Para os pecadores católicos a invenção do purgatório foi uma mão na roda. Caso não se comportassem adequadamente para merecer as delícias do paraíso também não amargariam os tormentos existentes no inferno. É mais ou menos isso que acontece a respeito da notícia de que o Brasil se tornou credor internacional pela primeira vez em toda sua História, guardando-se as devidas proporções. Não podemos desconsiderar os méritos deste feito inédito mesmo que sejamos céticos empedernidos ou ácidos opositores do governo petista ou, caso prefiram, do governo Lula. Nós somos acusados de sermos um povo desmemoriado. Não é assim, senão ao contrário. Contudo, vale lembrar, que a euforia em determinados momentos de nossas vidas pessoais, profissionais ou da nação se sobrepõe a razão fazendo-nos esquecer das agruras a que fomos submetidos em passado recente.

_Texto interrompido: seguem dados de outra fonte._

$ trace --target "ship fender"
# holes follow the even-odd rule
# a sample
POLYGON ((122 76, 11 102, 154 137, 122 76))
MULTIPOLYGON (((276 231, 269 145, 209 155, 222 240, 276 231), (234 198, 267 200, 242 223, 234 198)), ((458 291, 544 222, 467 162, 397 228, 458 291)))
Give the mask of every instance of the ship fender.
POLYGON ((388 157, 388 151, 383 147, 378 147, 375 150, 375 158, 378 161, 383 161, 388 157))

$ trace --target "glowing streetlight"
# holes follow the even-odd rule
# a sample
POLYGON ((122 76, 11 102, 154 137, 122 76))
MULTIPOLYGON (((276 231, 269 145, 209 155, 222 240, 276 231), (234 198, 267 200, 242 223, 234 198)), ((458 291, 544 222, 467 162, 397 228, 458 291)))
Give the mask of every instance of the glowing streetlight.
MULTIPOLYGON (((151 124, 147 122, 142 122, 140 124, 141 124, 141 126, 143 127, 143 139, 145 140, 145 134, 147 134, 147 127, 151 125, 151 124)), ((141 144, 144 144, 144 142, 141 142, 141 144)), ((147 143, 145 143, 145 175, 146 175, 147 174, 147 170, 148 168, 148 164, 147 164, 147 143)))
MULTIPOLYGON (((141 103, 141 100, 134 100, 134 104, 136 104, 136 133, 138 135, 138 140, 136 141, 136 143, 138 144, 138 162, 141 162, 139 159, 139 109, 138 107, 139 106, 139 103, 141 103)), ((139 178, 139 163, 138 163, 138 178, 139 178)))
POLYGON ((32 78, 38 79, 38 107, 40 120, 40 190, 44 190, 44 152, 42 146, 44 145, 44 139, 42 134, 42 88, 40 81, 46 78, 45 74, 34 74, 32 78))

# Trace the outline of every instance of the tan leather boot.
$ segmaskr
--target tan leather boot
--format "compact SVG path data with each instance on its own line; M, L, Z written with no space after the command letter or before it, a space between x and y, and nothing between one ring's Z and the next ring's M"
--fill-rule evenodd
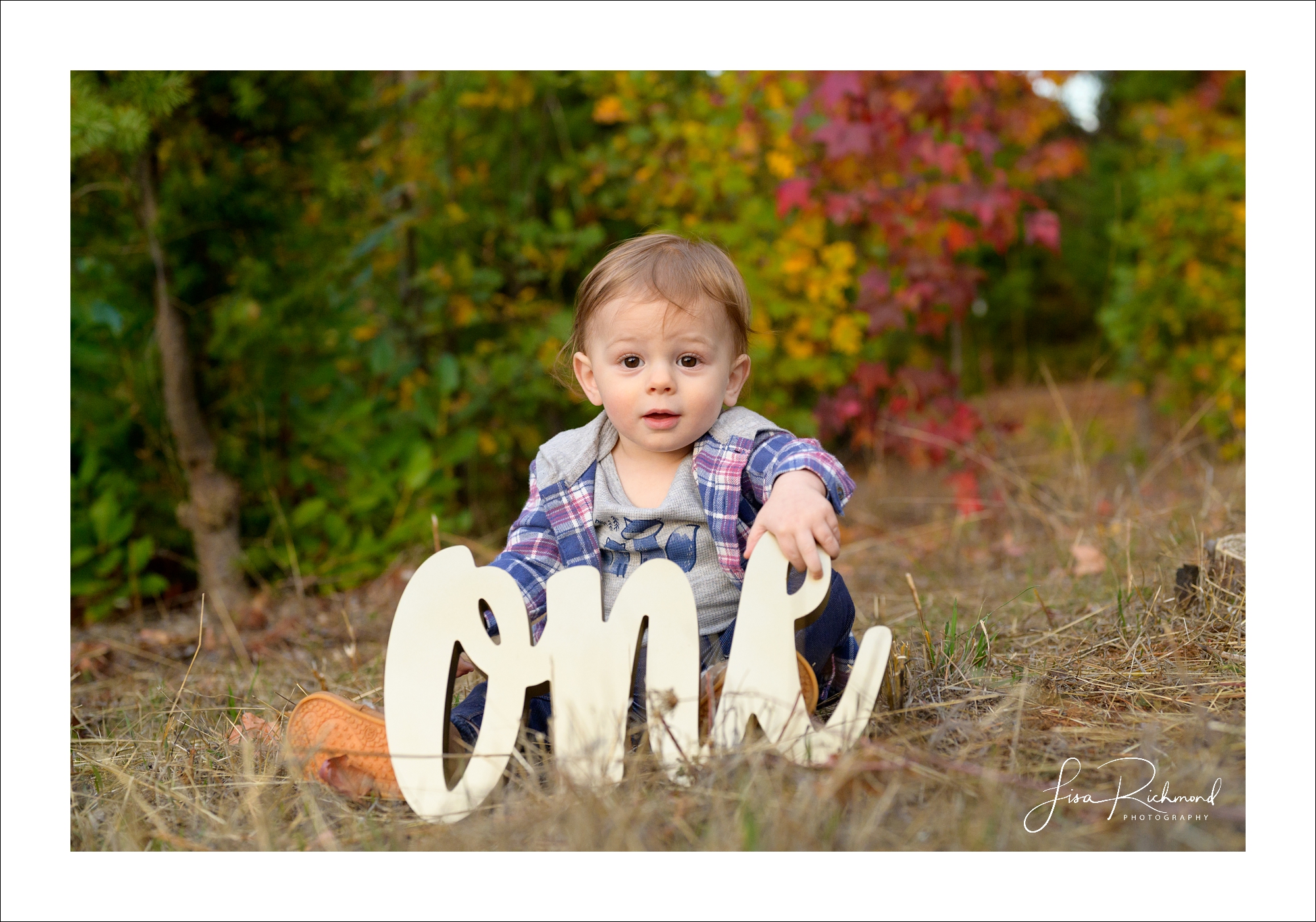
M401 800L380 710L330 692L308 694L288 718L288 744L307 779L347 797Z

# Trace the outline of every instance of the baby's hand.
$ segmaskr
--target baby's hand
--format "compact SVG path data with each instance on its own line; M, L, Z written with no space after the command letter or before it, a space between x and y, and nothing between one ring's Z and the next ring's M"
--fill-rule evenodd
M812 471L791 471L772 481L772 493L745 539L746 558L765 531L776 538L782 554L796 570L808 570L813 579L822 576L819 547L832 558L841 552L836 510L828 502L821 477Z

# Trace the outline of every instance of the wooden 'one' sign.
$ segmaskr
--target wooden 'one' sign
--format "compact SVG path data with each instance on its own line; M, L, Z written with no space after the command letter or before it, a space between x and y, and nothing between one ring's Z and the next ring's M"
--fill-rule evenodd
M386 729L393 771L421 817L457 822L494 790L516 746L526 691L549 683L550 742L562 773L576 784L621 780L626 712L641 635L647 627L649 742L674 781L713 748L741 743L753 717L770 744L801 764L851 746L869 722L891 650L891 630L871 627L845 693L825 725L807 713L795 658L796 621L816 612L830 585L805 579L786 591L787 560L765 534L745 573L736 635L711 740L699 742L699 621L680 567L650 560L621 588L603 619L599 571L570 567L549 577L547 622L530 642L521 591L507 572L476 567L466 547L430 556L407 584L384 666ZM497 618L490 638L479 613ZM449 784L443 719L458 650L488 676L484 718L465 773Z

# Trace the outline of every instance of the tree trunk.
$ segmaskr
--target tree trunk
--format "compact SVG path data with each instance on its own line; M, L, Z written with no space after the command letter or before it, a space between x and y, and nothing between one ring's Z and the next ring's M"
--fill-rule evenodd
M164 412L187 475L188 500L179 504L178 521L192 533L201 589L215 600L224 617L242 608L247 598L241 567L242 547L238 543L238 485L215 467L215 442L196 401L187 331L182 314L170 301L164 250L155 233L155 182L150 153L137 163L137 180L146 245L155 263L155 341L161 350Z

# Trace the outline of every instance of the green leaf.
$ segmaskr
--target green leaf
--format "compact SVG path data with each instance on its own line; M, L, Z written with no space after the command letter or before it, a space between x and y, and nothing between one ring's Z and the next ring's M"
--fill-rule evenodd
M96 573L96 576L104 579L105 576L109 576L116 570L118 570L118 564L121 564L122 562L124 562L124 548L113 547L111 548L109 554L107 554L105 556L103 556L100 560L96 562L96 567L92 570L92 572Z
M155 556L155 539L150 535L128 545L128 572L136 575Z
M96 529L96 541L104 547L111 543L111 526L118 518L118 497L112 491L105 491L91 504L87 516L91 518L92 527Z
M412 489L420 489L429 480L429 475L434 471L434 455L429 449L429 445L421 443L412 449L411 458L407 460L407 467L403 468L403 483Z
M292 510L290 521L292 522L293 527L299 529L305 527L307 525L311 525L313 521L324 516L325 509L328 508L329 508L328 500L320 496L313 496L309 500L300 502L297 508Z

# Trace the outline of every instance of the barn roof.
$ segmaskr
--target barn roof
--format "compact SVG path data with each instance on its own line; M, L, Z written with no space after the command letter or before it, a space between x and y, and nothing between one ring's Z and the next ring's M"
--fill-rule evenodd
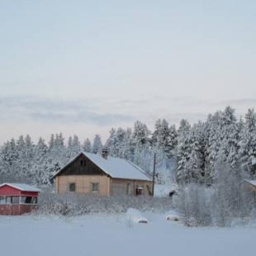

Sendo assim, precisamos e devemos nos aquietar, examinar os fatos e avaliá-los para se formar um conceito ou uma opinião sensata e conclusiva. De outra forma estaríamos agindo irresponsavelmente, levianamente, com o detestável ranço do preconceito. Acho um bom alvitre derramar um pouco de água fria na fervura dos otimistas e um pouco desta na água fria dos pessimistas e assim obteremos uma temperatura razoável.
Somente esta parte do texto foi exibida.